The wooden fence that surrounded the property originally was burned by the British for fuel, and the brick wall that is now in place was built in 1784.

Washington frequently occupied a pew in St. Peter's, and many other men who were prominent in the early history of the country worshipped here. The building is practically as it was when they lived. "It is the same church to which the colonists in their knee-breeches and rich coats came to attend the first service in 1761," a member of the vestry said in 1891. "The pulpit, reading desk, and chancel rails were built in 1764, and the present organ loft was put up over the chancel in 1789. In all other respects the plain, austere interior of this old church ... remains unchanged, the only relic in Pennsylvania, and one of the very few in the country at large, of the church in colonial days. Bishop De Lancey, in his centennial sermon, preached September 4, 1861, said: 'We enter by the same doors—we tread the same aisles—we kneel where they knelt—we sit where they sat; the voice of prayer, instruction, and praise ascends from the same desk from which it reached their ears, in the privacy and seclusion of the same high, strait unostentatious pews.'"

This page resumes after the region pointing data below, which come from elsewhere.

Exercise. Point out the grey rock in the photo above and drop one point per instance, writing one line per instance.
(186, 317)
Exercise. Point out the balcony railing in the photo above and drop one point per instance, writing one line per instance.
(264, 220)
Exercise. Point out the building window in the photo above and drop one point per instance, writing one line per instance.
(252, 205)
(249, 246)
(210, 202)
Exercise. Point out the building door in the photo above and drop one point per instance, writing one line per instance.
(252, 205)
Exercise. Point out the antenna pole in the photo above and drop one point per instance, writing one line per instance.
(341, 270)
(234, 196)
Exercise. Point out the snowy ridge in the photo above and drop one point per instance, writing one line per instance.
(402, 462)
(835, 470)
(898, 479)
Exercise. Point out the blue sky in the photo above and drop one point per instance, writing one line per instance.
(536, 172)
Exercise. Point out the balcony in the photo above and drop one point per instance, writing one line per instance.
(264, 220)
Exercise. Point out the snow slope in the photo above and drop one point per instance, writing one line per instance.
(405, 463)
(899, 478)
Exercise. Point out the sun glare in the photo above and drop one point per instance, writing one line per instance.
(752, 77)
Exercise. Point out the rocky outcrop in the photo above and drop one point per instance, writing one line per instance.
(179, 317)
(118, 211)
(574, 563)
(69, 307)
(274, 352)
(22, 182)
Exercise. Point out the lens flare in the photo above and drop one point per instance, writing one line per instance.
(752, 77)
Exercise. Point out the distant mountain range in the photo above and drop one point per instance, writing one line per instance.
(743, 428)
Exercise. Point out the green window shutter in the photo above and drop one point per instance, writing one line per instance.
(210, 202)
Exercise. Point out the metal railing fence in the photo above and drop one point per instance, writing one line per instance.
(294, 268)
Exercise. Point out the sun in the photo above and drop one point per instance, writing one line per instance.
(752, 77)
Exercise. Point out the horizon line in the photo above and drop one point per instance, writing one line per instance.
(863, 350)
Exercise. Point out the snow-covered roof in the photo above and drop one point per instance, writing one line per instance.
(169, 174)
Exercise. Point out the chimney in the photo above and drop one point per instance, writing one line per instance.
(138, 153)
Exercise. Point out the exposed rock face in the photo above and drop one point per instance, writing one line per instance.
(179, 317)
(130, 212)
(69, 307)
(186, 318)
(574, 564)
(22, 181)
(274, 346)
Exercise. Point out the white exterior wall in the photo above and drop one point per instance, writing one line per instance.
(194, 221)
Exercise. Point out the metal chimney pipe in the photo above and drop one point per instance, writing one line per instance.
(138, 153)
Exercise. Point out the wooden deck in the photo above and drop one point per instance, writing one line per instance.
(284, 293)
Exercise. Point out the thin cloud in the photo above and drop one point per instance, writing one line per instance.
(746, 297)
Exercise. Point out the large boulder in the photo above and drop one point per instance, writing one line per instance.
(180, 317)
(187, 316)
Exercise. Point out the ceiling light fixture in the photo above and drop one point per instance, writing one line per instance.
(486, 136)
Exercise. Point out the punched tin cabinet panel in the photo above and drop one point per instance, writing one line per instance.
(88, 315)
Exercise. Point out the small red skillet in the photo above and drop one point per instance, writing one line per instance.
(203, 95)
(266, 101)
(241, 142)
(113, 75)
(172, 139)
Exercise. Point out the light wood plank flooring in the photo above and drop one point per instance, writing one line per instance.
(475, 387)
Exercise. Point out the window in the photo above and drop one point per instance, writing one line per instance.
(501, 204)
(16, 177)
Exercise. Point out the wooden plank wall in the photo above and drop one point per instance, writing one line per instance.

In the crowded churchyard are the graves of many colonial worthies as well as many leaders in the early history of America. Stephen Decatur is buried here, and Charles Wilson Peale, who painted a famous portrait of Washington.

The Pennsylvania Evening Post of January 18, 1777, told of the burial of one of the patriots whose bodies were laid here:

"Yesterday the remains of Captain William Shippen, who was killed at Princeton the third instant, gloriously fighting for the liberty of his country, were interred in St. Peter's Churchyard. His funeral was attended by the Council of Safety, the members of Assembly, officers of the army, a troop of Virginia light horse, and a great number of inhabitants. This brave and unfortunate man was in his twenty-seventh year, and has left a widow and three children to lament the death of an affectionate husband and a tender parent, his servants a kind master, and his neighbors a sincere and obliging friend."

Captain Shippen, before joining Washington's army, was captain of the privateer Hancock, which, between July 1 and November 1, 1776, sent to American ports ten prizes captured at sea.